Mexico City, Mexico.-It all started in New York, United States. The year was 1946 and the publicist Julio Vega was in the famous city with his wife María de los Ángeles Santana, the famous Cuban actress, when they learned of a new discovery: television. Its impact was such that as soon as Vega returned to Havana he wanted to introduce it to the island.
Four years later, on October 24, 1950, television finally arrived in Cuba. With a remote control they transmitted from the Presidential Palace —now the Museum of the Cuban Revolution.
Eugenio Antonio Pedraza Ginori, better known as Yin, prestigious writer and program director for 30 years on Cuban TV, ensureeither that for this occasion Gaspar Pumarejo fitted out two sets, one of them in “the garden and took the name of Estudio al fresco.
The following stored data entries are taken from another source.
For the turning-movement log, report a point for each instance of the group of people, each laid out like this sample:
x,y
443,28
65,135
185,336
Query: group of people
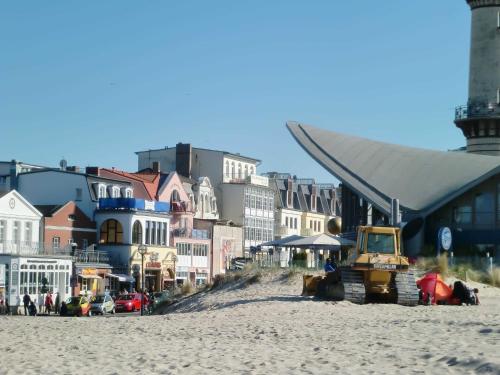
x,y
46,304
4,305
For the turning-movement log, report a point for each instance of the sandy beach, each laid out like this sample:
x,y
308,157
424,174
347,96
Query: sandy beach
x,y
262,328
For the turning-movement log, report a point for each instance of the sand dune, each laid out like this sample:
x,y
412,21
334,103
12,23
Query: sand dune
x,y
263,328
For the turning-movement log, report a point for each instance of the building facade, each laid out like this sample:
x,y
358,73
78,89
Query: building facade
x,y
28,267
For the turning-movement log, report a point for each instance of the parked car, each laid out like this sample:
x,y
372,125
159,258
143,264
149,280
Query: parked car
x,y
78,306
102,304
128,302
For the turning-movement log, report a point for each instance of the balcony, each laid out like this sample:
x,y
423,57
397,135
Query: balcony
x,y
479,110
83,256
28,248
133,204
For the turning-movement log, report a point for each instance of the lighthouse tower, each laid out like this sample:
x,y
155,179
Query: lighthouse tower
x,y
479,120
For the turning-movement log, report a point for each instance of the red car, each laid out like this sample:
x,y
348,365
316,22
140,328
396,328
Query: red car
x,y
128,302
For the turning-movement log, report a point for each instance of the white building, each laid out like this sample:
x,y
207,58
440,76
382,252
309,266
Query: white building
x,y
241,195
55,186
26,265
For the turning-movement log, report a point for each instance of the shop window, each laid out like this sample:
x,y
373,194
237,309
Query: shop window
x,y
137,232
111,232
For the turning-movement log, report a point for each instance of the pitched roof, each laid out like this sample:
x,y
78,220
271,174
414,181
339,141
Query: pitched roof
x,y
48,209
423,180
148,181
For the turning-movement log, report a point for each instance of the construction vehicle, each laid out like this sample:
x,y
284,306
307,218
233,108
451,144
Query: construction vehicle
x,y
376,271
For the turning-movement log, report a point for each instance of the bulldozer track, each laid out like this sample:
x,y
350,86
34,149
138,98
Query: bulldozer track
x,y
354,286
406,288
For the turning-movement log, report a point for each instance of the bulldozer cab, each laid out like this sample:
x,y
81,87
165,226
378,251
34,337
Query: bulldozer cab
x,y
378,240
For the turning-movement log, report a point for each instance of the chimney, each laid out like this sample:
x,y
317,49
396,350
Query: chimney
x,y
92,170
183,159
156,167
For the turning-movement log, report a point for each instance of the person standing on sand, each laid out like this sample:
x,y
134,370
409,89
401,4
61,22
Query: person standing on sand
x,y
41,301
57,303
48,303
26,302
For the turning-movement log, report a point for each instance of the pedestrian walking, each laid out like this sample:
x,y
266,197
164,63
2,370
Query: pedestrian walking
x,y
57,303
41,301
26,302
48,303
32,309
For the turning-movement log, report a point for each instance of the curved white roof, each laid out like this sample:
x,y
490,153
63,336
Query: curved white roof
x,y
423,180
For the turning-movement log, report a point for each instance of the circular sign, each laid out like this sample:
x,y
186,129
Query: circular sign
x,y
445,238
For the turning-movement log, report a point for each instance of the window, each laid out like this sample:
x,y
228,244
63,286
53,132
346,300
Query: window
x,y
200,250
183,249
16,231
102,191
153,232
484,206
462,215
137,232
380,243
111,232
27,231
56,243
148,232
78,196
175,197
158,233
3,230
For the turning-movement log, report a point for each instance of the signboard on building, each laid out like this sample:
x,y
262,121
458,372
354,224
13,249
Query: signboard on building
x,y
2,275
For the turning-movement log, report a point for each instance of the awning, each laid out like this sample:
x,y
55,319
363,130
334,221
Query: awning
x,y
122,277
90,277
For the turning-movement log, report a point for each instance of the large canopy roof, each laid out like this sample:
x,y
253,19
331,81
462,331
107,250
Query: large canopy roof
x,y
423,180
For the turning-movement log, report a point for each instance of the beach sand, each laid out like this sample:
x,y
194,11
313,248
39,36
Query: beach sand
x,y
262,328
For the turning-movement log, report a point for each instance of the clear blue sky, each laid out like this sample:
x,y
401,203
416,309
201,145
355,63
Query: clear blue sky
x,y
94,81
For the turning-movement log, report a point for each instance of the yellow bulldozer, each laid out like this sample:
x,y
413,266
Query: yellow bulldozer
x,y
375,271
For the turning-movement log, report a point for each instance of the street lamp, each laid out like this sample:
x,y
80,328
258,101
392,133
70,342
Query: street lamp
x,y
174,259
142,249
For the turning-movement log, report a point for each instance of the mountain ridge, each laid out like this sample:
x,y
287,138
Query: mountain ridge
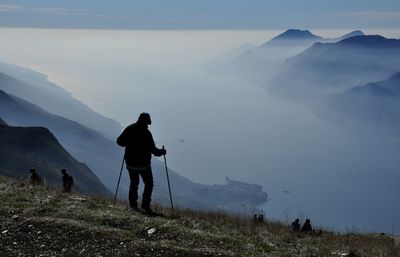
x,y
24,147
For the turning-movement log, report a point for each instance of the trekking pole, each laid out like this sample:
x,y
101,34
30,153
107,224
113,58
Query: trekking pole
x,y
169,187
119,179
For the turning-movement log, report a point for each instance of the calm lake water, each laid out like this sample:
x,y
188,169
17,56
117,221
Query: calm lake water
x,y
215,126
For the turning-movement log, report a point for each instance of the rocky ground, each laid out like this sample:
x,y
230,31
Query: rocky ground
x,y
44,222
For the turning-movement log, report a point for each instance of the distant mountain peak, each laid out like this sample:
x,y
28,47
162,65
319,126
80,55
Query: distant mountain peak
x,y
296,34
370,41
353,34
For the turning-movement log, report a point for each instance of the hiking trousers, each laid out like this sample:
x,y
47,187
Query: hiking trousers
x,y
147,177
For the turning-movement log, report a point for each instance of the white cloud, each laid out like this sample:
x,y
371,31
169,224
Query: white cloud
x,y
373,15
11,8
68,12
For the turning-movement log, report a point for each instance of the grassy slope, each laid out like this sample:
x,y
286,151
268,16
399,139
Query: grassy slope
x,y
49,223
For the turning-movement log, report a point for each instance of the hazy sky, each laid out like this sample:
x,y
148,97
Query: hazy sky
x,y
201,14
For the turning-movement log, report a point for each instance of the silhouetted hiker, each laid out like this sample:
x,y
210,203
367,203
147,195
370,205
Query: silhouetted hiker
x,y
306,226
139,146
68,181
296,225
35,177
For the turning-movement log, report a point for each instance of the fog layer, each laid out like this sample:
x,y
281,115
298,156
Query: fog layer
x,y
215,126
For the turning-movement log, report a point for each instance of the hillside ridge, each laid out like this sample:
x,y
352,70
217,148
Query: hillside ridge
x,y
46,222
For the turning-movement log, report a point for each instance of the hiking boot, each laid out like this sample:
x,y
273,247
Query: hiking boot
x,y
134,207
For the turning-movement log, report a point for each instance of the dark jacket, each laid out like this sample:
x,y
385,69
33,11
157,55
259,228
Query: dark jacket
x,y
139,145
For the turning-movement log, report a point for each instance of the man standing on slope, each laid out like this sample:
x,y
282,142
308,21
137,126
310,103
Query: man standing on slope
x,y
139,146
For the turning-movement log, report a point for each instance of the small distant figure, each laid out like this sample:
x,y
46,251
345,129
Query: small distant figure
x,y
296,225
35,178
258,218
68,181
307,228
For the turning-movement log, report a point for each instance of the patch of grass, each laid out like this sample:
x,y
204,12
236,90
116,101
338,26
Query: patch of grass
x,y
200,233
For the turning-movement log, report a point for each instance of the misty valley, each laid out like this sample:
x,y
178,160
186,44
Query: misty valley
x,y
298,126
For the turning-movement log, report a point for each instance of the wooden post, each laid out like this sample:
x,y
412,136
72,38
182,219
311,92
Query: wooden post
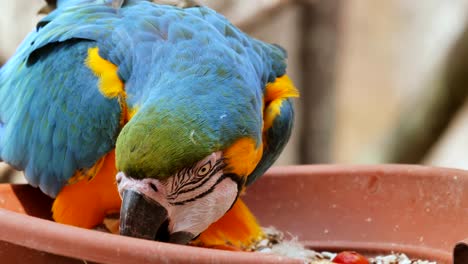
x,y
320,31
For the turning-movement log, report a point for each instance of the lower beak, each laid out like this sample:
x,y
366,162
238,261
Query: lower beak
x,y
141,217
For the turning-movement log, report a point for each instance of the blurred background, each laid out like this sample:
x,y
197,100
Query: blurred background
x,y
380,81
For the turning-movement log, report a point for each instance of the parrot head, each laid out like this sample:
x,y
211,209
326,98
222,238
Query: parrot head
x,y
183,160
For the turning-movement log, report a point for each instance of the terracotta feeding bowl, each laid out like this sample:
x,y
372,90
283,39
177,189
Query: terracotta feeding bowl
x,y
420,211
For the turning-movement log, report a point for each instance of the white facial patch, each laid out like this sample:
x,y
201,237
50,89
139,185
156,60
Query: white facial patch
x,y
194,197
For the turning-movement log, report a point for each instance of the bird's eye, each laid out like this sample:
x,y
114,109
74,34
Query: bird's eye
x,y
203,170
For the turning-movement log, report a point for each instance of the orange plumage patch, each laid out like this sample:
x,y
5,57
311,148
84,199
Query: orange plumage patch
x,y
86,202
243,156
275,94
110,84
238,229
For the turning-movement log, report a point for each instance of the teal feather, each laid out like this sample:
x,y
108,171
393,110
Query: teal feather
x,y
197,81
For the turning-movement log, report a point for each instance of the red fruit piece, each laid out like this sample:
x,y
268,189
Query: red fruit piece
x,y
350,257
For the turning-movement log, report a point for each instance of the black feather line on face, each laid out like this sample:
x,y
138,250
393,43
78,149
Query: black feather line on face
x,y
178,188
234,177
200,181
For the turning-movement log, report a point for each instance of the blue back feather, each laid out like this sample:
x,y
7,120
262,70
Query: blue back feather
x,y
53,120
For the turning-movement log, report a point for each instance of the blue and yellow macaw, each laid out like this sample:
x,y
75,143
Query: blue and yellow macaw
x,y
166,114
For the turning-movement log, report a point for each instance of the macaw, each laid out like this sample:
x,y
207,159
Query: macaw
x,y
165,114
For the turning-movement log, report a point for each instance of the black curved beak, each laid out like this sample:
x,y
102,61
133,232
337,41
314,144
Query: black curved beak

The television station began to operate with three cameras that rotated continuously through all the productions, whether they were in studios or outdoors. Among the first broadcasts were the baseball games from the Estadio del Cerro and some shows performed in rented theaters, which were combined with a small number of musical, humorous and commercial programs produced indoors.
Thus, our country was the third in Latin America to have a television channel. Less than two months later, on December 18, the Goar brothers and Abel Mestre opened CMQ Television, Channel 6, the second available frequency. From then on, channels continued to emerge that competed with each other for the preference of the audience.
“On March 19, 1958, when Channel 12 was inaugurated, Pumarejo met a new challenge: to introduce color television on the Island. For this company, it received financing and official support from Fulgencio Batista, who was interested in boosting his competitors enemies, the Mestre brothers. As is known, although Pumarejo appeared as the owner of the new television station, the real owner was the then President. With the realization of this endeavor, Pumarejo once again got ahead of his tenacious and best-supported competitor, Goar Mestre. By the way, Cuba was the first country in Latin America, and the second in the world, after the United States, to introduce color television,” says the expert producer.
Although television began in Havana, little by little it spread. By 1952, of nine Latin American cities with television, five were Cuban.
At the triumph of the Cuban Revolution, there were almost 20 active television channels in the country. Later we already know what came: Cubavisión, Tele Rebelde and educational channels.